Researchers in India have developed a total cholesterol test that uses a digital camera to take a snapshot of the back of the patient’s hand rather than a blood sample. The image obtained is cropped and compared with images in a database for known cholesterol levels.
Writing in the International Journal of Medical Engineering and Informatics, N.R. Shanker of the Sree Sastha Institute of Engineering and Technology and colleagues describe how they have developed a non-invasive way to test cholesterol levels in patients at increased risk of heart disease. Their approach is based on the creation of a large database of cholesterol levels recorded using standard blood tests and linked to a standardized photograph of the hand for each patient; cholesterol is concentrated in the creases of one’s fingers.
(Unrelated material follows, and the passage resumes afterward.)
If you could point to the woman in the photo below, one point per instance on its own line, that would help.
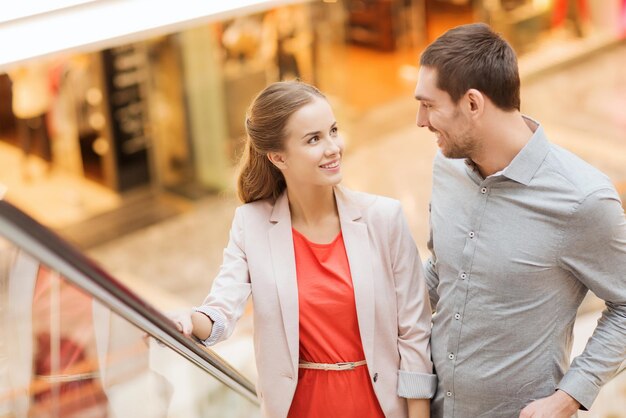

They developed an image-processing computer program that compares the image from a new patient with the thousands of entries in the database and matches it to a specific cholesterol reading.
Measuring the amount and type of cholesterol circulating in the blood is an important risk factor in cardiovascular disease. Excess cholesterol not used by the body in making hormones and building cells is laid down on the inner wall of arteries as a waxy plaque, which can reduce the normal flow of blood potentially causing heart problems and increasing the risk of cerebral stroke. Total cholesterol is a useful early indicator, although more detailed testing that distinguishes between the HDL high-density lipoprotein) and LDL (low-density lipoprotein) and triglycerides are needed for a more accurate health assessment of patients found to have high total cholesterol. It is LDL, so-called “bad” cholesterol that contributes to the formation of arterial plaques, atherosclerosis. The presence of different total levels of cholesterol can be revealed through image analysis of the skin.
A non-invasive and inexpensive method for cholesterol screening would allow this risk factor be determined in much larger patient populations without the need for costly and inconvenient blood tests. The team will also soon publish details of the extension of this work to classifying cholesterol type using their approach.